Les Deepfakes : Un Débat Brûlant
Le début de l’année a été marqué par une controverse autour de la plateforme X, où des photos de femmes en bikini ont été publiées. Ce qui a suscité l’indignation, c’est que des utilisateurs ont utilisé Grok, l’intelligence artificielle d’Elon Musk, pour “déshabiller” ces femmes de manière numérique, ouvrant ainsi un débat sur la légalité et l’éthique des deepfakes. Face à ce phénomène croissant, le gouvernement a décidé de réagir en annonçant un nouveau projet de loi visant à lutter contre ces contenus.
Une Législation Renforcée
Pour contrer les deepfakes, le projet de loi modifie la loi organique de protection des droits tels que l’honneur, l’intimité personnelle et familiale, ainsi que l’image personnelle. Selon Elma Saiz, Ministre de l’Inclusion, “ce texte est plus protecteur et adapté aux nouvelles technologies.” Les deepfakes deviendront une infraction lorsque la personne concernée n’a pas donné son consentement et que le contenu vise à porter atteinte à son intégrité morale, en produisant des contenus à caractère sexuel ou dégradant. Les peines peuvent aller jusqu’à deux ans de prison.
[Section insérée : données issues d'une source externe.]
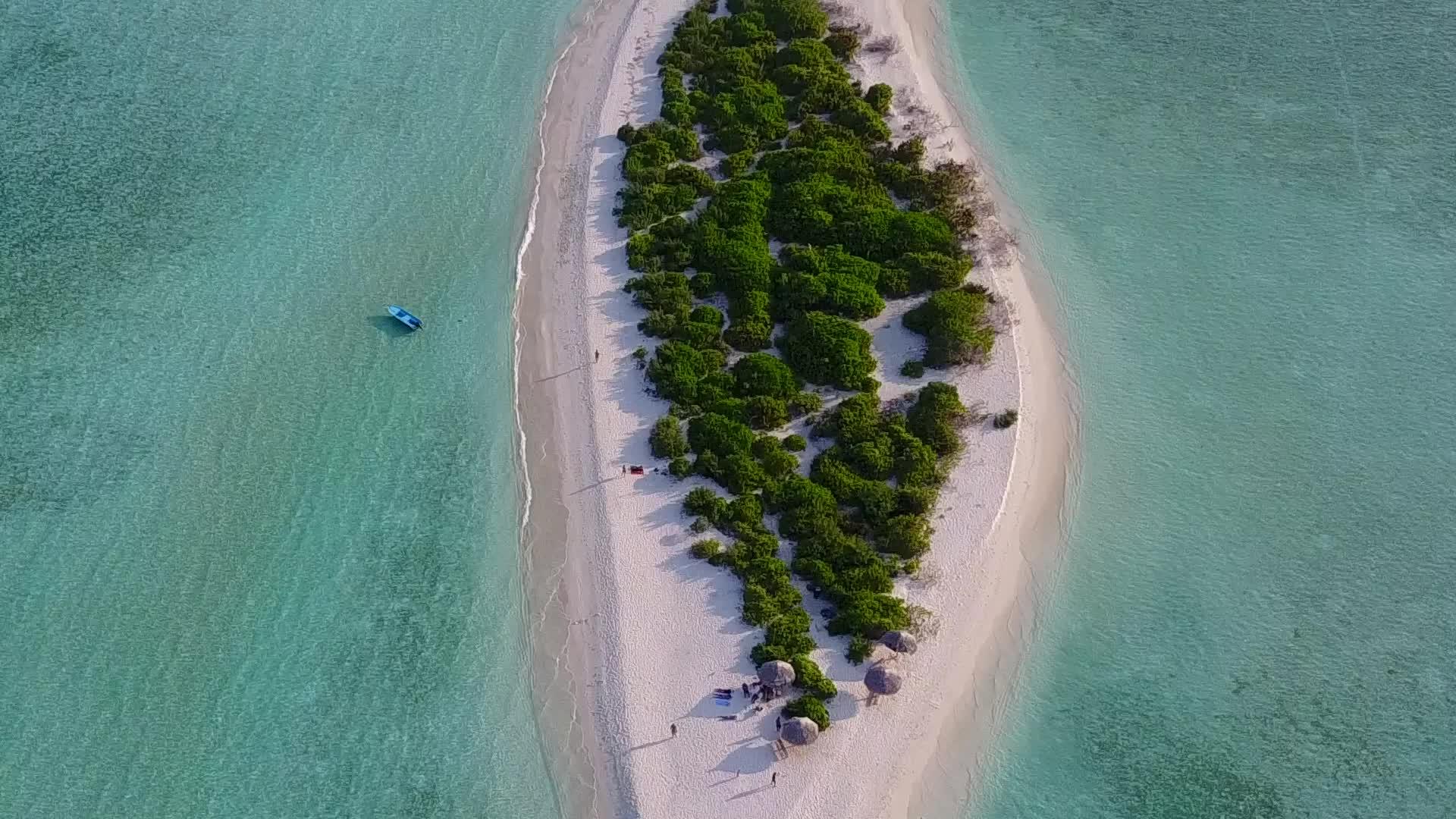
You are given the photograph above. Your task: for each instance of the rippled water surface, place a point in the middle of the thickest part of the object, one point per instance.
(1248, 212)
(261, 553)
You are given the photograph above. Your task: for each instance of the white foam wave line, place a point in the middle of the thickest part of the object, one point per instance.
(529, 234)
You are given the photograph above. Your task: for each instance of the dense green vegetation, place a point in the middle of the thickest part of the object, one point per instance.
(804, 159)
(954, 325)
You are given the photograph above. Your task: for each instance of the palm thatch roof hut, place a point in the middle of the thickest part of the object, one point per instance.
(900, 642)
(883, 679)
(777, 673)
(799, 730)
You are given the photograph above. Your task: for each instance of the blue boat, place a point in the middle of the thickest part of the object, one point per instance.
(405, 316)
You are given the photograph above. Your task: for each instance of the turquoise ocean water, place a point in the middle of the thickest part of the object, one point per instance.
(1248, 213)
(259, 547)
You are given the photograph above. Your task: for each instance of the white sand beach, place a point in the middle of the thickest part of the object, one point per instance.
(629, 632)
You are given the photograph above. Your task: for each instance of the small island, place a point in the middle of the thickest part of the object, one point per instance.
(770, 213)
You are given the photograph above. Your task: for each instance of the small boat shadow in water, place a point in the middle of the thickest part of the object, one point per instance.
(389, 325)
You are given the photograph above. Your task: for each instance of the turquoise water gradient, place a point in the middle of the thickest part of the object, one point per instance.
(261, 548)
(1248, 212)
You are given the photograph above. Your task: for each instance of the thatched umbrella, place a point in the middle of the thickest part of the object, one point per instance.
(799, 730)
(881, 679)
(777, 673)
(902, 642)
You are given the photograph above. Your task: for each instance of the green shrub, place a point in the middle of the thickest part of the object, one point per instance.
(861, 118)
(956, 328)
(762, 373)
(930, 270)
(824, 349)
(808, 707)
(905, 535)
(935, 416)
(792, 19)
(718, 435)
(702, 284)
(705, 550)
(870, 615)
(740, 474)
(878, 98)
(736, 164)
(843, 44)
(808, 676)
(780, 463)
(705, 503)
(766, 413)
(667, 438)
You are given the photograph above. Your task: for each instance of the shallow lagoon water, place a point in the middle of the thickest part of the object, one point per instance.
(262, 553)
(1247, 213)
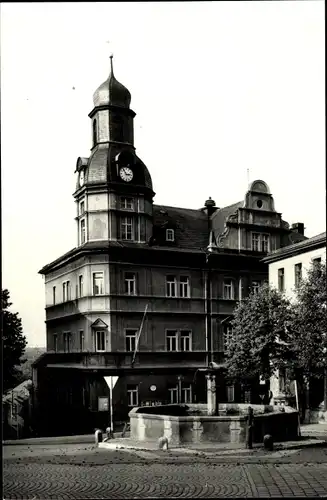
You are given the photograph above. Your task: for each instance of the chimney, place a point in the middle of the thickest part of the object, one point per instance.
(298, 227)
(210, 206)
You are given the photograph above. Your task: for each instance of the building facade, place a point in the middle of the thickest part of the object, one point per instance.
(148, 292)
(287, 266)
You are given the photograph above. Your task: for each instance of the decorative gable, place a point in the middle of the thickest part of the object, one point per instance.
(98, 323)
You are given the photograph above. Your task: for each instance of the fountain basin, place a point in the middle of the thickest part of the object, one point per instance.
(183, 424)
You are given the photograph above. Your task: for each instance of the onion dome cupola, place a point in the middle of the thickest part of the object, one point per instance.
(113, 160)
(112, 92)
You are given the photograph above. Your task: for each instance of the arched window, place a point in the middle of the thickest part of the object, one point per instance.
(94, 132)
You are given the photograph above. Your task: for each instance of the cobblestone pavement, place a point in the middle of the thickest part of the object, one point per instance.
(84, 472)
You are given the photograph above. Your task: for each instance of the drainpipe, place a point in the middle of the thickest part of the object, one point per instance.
(211, 385)
(179, 389)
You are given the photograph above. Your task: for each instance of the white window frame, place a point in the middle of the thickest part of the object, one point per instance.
(171, 286)
(256, 286)
(80, 285)
(173, 394)
(230, 390)
(297, 274)
(255, 242)
(67, 341)
(281, 274)
(260, 242)
(126, 203)
(130, 338)
(170, 235)
(184, 287)
(127, 228)
(228, 335)
(82, 230)
(132, 396)
(185, 340)
(98, 340)
(81, 341)
(186, 393)
(66, 291)
(229, 289)
(130, 283)
(171, 336)
(94, 285)
(265, 242)
(82, 207)
(55, 342)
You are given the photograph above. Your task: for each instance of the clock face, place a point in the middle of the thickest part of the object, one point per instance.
(81, 178)
(126, 174)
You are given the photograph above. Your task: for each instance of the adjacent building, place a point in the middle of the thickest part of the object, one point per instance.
(287, 266)
(175, 273)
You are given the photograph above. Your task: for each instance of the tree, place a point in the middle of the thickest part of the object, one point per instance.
(310, 322)
(261, 332)
(13, 342)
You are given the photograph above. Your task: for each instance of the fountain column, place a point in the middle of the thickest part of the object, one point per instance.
(211, 393)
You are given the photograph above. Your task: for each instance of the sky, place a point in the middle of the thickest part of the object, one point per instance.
(225, 93)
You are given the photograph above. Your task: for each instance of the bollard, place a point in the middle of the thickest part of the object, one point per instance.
(98, 436)
(249, 435)
(163, 443)
(109, 433)
(268, 442)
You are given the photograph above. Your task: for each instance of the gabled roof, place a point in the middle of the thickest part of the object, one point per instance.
(317, 241)
(220, 216)
(191, 225)
(19, 393)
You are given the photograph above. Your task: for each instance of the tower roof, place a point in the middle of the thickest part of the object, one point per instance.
(112, 92)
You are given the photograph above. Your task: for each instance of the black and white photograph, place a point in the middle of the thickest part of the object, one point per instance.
(164, 300)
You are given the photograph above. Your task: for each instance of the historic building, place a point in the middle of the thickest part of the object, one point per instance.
(175, 273)
(287, 266)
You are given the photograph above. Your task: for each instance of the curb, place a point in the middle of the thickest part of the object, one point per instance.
(313, 443)
(60, 440)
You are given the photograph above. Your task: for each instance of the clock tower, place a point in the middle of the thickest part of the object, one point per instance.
(114, 195)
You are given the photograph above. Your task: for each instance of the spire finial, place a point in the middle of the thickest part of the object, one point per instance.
(111, 63)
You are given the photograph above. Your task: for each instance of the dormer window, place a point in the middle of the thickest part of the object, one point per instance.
(83, 231)
(170, 235)
(126, 203)
(94, 132)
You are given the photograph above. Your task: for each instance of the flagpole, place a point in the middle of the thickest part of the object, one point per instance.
(139, 334)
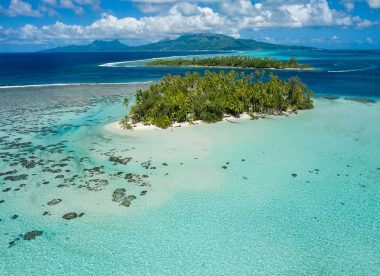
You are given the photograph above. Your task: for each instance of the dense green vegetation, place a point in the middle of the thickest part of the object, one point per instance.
(210, 97)
(231, 61)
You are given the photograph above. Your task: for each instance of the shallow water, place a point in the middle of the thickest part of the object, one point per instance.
(283, 195)
(297, 194)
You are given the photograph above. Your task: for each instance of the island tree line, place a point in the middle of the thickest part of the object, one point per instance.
(212, 96)
(231, 61)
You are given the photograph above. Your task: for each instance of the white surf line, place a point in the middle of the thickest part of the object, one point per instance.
(73, 84)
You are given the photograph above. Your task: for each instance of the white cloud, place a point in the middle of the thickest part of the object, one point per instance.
(20, 8)
(230, 18)
(375, 4)
(154, 28)
(369, 40)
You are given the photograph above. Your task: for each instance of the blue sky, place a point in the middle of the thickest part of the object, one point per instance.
(28, 25)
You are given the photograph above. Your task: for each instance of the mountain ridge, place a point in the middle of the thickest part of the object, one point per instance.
(187, 42)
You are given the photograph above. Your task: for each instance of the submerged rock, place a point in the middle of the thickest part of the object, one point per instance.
(54, 201)
(118, 195)
(128, 200)
(69, 216)
(16, 177)
(32, 235)
(120, 160)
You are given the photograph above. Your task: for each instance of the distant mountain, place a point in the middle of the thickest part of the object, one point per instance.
(191, 42)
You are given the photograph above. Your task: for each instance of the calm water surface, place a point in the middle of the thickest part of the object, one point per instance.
(285, 195)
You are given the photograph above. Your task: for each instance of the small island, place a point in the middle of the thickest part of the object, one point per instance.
(243, 62)
(209, 98)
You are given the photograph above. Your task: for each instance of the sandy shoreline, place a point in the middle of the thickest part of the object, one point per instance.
(116, 127)
(233, 67)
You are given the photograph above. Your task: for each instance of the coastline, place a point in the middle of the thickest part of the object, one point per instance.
(233, 67)
(116, 127)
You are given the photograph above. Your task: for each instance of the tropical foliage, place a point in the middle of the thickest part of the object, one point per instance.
(231, 61)
(210, 97)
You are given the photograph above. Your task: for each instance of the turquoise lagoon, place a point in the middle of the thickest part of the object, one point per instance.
(283, 195)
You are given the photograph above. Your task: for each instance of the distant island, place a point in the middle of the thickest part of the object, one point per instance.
(231, 62)
(191, 42)
(209, 98)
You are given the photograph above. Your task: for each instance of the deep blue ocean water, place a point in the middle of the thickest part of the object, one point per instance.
(353, 73)
(295, 195)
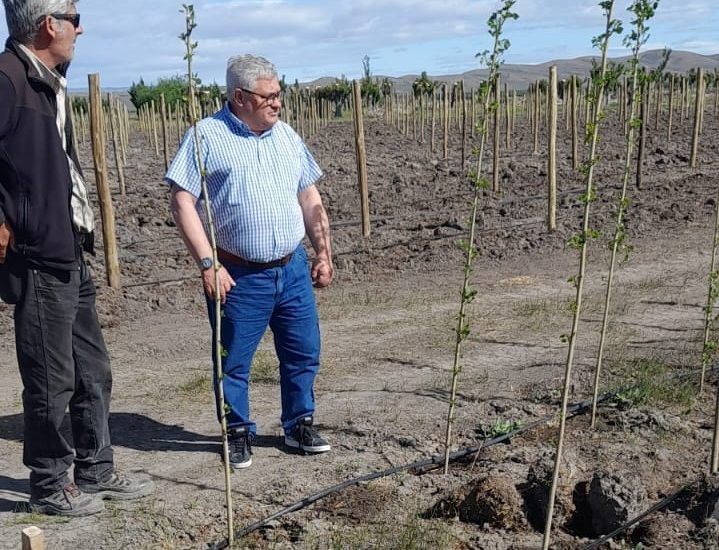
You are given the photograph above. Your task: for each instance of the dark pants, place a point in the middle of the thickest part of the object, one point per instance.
(281, 298)
(63, 363)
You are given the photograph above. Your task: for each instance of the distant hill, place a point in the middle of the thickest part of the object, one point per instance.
(520, 76)
(517, 76)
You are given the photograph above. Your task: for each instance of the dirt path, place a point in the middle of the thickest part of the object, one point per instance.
(387, 327)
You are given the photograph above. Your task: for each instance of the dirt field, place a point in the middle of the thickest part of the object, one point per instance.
(382, 392)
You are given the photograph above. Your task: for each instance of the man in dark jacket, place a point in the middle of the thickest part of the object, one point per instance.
(46, 224)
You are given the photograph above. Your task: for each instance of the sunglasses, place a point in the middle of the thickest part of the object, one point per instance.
(73, 18)
(277, 96)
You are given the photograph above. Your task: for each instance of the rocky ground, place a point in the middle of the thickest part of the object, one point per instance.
(383, 389)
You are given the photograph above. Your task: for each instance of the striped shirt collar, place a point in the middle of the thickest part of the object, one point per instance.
(38, 70)
(240, 124)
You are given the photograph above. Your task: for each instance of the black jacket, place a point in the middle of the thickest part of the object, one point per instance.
(35, 181)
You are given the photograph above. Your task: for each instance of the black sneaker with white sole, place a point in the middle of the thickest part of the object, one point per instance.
(305, 438)
(240, 444)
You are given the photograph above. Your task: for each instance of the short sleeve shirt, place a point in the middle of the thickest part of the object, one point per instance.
(253, 182)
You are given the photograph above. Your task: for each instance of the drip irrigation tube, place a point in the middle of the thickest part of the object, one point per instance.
(436, 460)
(658, 506)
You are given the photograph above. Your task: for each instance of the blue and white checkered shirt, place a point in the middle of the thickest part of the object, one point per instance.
(253, 182)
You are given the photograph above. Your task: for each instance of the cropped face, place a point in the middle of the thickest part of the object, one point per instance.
(259, 108)
(64, 28)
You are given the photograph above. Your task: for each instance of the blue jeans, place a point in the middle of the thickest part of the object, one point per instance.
(281, 298)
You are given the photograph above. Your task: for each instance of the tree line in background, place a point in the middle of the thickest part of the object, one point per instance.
(374, 91)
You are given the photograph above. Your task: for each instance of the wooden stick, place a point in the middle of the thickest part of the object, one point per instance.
(495, 141)
(552, 151)
(112, 264)
(698, 109)
(361, 158)
(33, 538)
(116, 146)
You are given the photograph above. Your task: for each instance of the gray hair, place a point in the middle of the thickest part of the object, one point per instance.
(243, 71)
(23, 16)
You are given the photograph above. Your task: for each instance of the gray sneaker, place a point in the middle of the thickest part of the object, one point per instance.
(68, 501)
(119, 487)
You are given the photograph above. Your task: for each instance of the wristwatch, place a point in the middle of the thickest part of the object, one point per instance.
(205, 263)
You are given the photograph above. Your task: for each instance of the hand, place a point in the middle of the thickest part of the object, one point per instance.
(208, 282)
(322, 272)
(6, 241)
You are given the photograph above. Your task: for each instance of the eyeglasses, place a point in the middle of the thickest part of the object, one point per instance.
(73, 18)
(277, 96)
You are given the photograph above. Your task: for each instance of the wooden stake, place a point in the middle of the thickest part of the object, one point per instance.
(361, 158)
(445, 121)
(552, 151)
(575, 112)
(671, 107)
(116, 146)
(642, 134)
(163, 118)
(112, 264)
(33, 538)
(698, 109)
(464, 123)
(495, 142)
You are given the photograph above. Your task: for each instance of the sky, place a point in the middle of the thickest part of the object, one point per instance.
(127, 40)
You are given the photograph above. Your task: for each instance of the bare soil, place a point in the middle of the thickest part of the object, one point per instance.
(388, 342)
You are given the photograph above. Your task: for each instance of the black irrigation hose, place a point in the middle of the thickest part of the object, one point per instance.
(436, 460)
(658, 506)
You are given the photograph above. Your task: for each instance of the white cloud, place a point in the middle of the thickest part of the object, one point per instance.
(311, 38)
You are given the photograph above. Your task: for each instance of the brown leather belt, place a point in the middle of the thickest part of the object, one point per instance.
(229, 258)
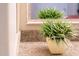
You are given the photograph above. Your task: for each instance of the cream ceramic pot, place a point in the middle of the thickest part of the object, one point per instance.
(54, 47)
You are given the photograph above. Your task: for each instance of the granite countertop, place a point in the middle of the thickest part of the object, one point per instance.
(41, 49)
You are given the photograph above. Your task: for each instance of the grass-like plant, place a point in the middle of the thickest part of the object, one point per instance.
(50, 13)
(57, 29)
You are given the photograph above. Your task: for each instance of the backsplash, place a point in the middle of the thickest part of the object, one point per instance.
(35, 35)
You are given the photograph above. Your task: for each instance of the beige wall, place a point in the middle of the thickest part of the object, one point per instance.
(4, 48)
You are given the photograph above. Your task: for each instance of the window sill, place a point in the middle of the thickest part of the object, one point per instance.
(39, 22)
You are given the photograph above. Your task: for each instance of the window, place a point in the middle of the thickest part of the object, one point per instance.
(28, 12)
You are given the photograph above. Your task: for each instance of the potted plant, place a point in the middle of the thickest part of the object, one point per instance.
(57, 32)
(57, 35)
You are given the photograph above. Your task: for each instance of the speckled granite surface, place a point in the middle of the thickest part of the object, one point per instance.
(41, 49)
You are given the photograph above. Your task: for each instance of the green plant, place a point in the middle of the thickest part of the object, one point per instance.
(57, 29)
(50, 13)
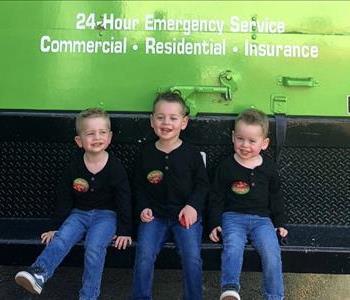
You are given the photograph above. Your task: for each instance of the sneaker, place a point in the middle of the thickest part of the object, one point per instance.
(230, 295)
(32, 280)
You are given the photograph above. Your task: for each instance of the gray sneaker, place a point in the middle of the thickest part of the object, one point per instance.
(230, 295)
(32, 280)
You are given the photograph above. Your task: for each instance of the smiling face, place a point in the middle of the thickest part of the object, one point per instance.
(248, 140)
(168, 119)
(95, 135)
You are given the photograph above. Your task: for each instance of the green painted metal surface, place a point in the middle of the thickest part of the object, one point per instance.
(36, 75)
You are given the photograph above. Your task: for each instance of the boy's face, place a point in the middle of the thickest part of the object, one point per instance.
(95, 135)
(168, 120)
(248, 140)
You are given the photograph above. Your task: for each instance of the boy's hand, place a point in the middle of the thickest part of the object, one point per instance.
(215, 234)
(47, 237)
(146, 215)
(187, 216)
(282, 231)
(121, 242)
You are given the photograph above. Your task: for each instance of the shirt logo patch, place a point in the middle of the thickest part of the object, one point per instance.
(80, 185)
(240, 187)
(155, 176)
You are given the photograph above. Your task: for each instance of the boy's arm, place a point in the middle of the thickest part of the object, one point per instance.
(64, 199)
(123, 202)
(216, 198)
(141, 200)
(276, 201)
(201, 184)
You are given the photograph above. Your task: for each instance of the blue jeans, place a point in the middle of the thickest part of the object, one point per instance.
(236, 230)
(151, 238)
(98, 227)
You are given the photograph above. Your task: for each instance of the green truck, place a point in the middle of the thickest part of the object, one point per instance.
(290, 59)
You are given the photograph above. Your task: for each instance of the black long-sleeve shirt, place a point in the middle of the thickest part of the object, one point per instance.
(107, 189)
(166, 182)
(249, 191)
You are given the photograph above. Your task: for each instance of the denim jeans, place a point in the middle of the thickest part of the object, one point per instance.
(236, 230)
(151, 238)
(98, 227)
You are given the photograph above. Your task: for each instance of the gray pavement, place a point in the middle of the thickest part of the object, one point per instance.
(65, 284)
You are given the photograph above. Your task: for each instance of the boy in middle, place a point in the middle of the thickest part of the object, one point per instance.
(171, 185)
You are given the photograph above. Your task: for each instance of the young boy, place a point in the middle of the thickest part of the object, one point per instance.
(171, 186)
(95, 194)
(246, 201)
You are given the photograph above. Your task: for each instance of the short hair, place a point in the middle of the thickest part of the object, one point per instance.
(173, 97)
(252, 116)
(94, 112)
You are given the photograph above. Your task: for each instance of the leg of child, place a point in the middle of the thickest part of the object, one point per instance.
(101, 229)
(234, 235)
(263, 236)
(188, 243)
(150, 239)
(70, 232)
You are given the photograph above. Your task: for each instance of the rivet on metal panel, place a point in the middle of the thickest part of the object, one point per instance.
(278, 104)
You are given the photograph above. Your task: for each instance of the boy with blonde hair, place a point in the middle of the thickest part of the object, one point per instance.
(94, 197)
(246, 204)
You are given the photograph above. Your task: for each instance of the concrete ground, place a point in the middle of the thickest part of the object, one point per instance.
(65, 285)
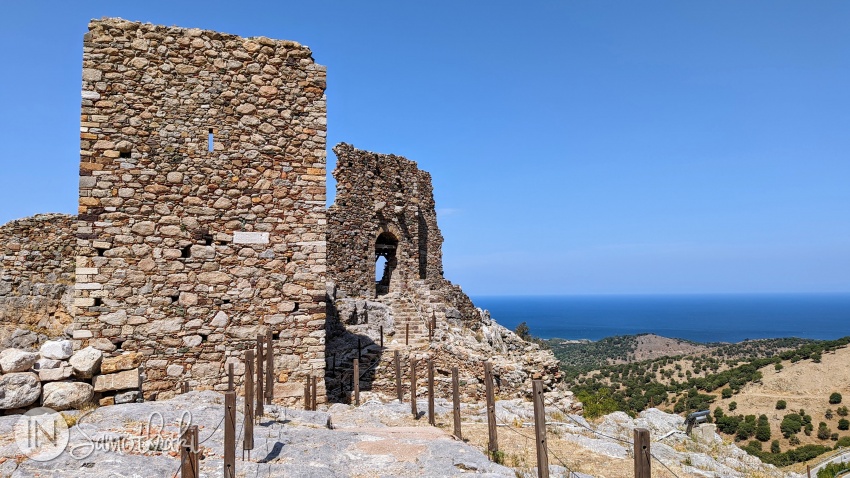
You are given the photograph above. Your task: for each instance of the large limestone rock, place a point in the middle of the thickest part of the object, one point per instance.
(19, 390)
(86, 362)
(55, 374)
(16, 360)
(57, 349)
(66, 395)
(128, 379)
Protection Renforcée des Images
Le projet de loi élève également l’âge de consentement pour la cession d’images de 14 à 16 ans. De plus, même avec consentement, l’utilisation d’images pour nuire à la réputation de quelqu’un reste prohibée, soulignant l’intention de protéger les individus contre l’exploitation de leur image.
Protection Après la Mort
Une des nouveautés majeures de cette réforme est la protection de l’image et de la voix d’une personne, même après son décès, si cela a été spécifié dans son testament. Selon El País, cela pourrait influencer le contenu généré sur des victimes réelles dans des récits criminels.
Exceptions Prévues
Les exceptions restantes, telles que les enregistrements autorisés par un juge ou la publication de conversations privées d’intérêt général, demeurent inchangées. Cependant, des exceptions spécifiques pour l’IA sont ajoutées, permettant l’utilisation de l’image ou de la voix d’une personnalité publique dans un cadre créatif ou humoristique, à condition que l’utilisation d’IA soit clairement indiquée.
Est-ce Nécessaire ?
La question de la nécessité de cette législation refait surface, certains avocats comme Borja Adsuara arguant que la législation existante protège déjà le droit à l’honneur. Toutefois, dans un contexte européen exigeant une régulation des deepfakes avant 2027, cette législation paraît incontournable.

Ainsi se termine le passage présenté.